If Republican law-makers had audio recordings of an outgoing Democratic president saying he deliberately downplayed the country’s response to the Coronavirus pandemic – resulting in the deaths of 250,000 Americans – it is likely that they would stop at nothing to drag every member of their administration into an endless array of public hearings.

Considering that Congressional Republicans held seven investigations into the deaths of four Americans killed in the middle of a foreign war zone – Benghazi, Libya – to hurt the then Secretary of State Hillary Clinton’s presidential ambitions, one can only imagine their merciless and take-no-prisoners approach to investigating and prosecuting those responsible for 250,000 deaths at home.

They’ll have plenty of potential charges to choose from,” observed Jeff Wise on Trump’s misdemeanors for New York Magazine. “Both Mueller and the Senate Intelligence Committee – a Republican-led panel – have extensively documented how Trump committed obstruction of justice (18 U.S. Code § 73), lied to investigators (18 U.S. Code § 1001), and conspired with Russian intelligence to commit an offence against the United States (18 U.S. Code § 371).

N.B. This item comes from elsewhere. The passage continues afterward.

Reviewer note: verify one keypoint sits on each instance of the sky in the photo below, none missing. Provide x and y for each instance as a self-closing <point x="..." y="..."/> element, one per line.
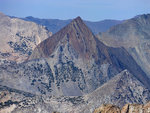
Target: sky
<point x="93" y="10"/>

All three crimes carry a maximum sentence of five years in prison – per charge.”

As noted by Wise and other legal experts, federal prosecutors could be ready to indict Trump on one or more of these in the first three months of the Biden presidency.

Exposing the lurid details of Trump and his family’s criminality, corruption and incompetence while in the Oval Office will not only give the country the transparency and accountability it seems to be yearning for, it would also help restore faith and trust in the White House, going a long way to vanquishing Trump and the ‘Make America Great Again’ mob for good.

Let’s hope Biden doesn’t confuse the low road for the high road.

*The writer is a columnist and activist against Islamophobia.

November 18, 2020

The viewpoints expressed by the authors do not necessarily reflect the opinions, viewpoints and editorial policies of Aequitas Review.